Printed on paper made from Japanese shrubs, this work of book art documents artist Ann Hamilton’s fascination with tactility, an exploration into the possibility of cultivating attention in a hyper-distracted world of information.
Throughout her practice, Ann Hamilton has used videos and still images as part of her larger installation works, though they have rarely been the singular focus of a project. This publication brings together vocabulary from four bodies of image-based work produced over the last five years and includes photographic portraits as well as lens-less contact scans of ornithological taxidermy, fabrics and garments, and objects from various personal and institutional collections. Hamilton believes that her projects can be considered not as artifacts or something to be documented, but as their own material object—in this case, a book. While Sense contains images that Hamilton has accumulated over many years, of people and of objects that conflate touch, light, and surface, the book also becomes an object in hand, a thing felt, an artwork in itself.

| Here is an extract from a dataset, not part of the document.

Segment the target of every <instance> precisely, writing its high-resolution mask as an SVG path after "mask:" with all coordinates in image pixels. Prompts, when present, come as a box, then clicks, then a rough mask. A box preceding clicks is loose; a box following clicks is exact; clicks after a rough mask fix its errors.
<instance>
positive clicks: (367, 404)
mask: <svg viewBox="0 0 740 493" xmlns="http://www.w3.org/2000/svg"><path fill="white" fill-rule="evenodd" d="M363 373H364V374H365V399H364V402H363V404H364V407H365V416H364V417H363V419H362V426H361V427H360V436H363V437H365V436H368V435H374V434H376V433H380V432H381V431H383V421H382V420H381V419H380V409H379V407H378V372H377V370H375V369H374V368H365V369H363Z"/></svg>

Reprocessed through multiple printings on tissue Gampi and newsprint, the images emphasize the tactile nature of their substrate and Hamilton’s material hand. The work’s physical presence is reinforced by the textured surface of the book’s pages and scale shifts. This volume thus becomes an art object of its own; repetition, the atmospheric nature of the images’ shallow depths of field, and the intuitive connections made between different bodies of work create an almost film-like cadence that renders the felt qualities of touch.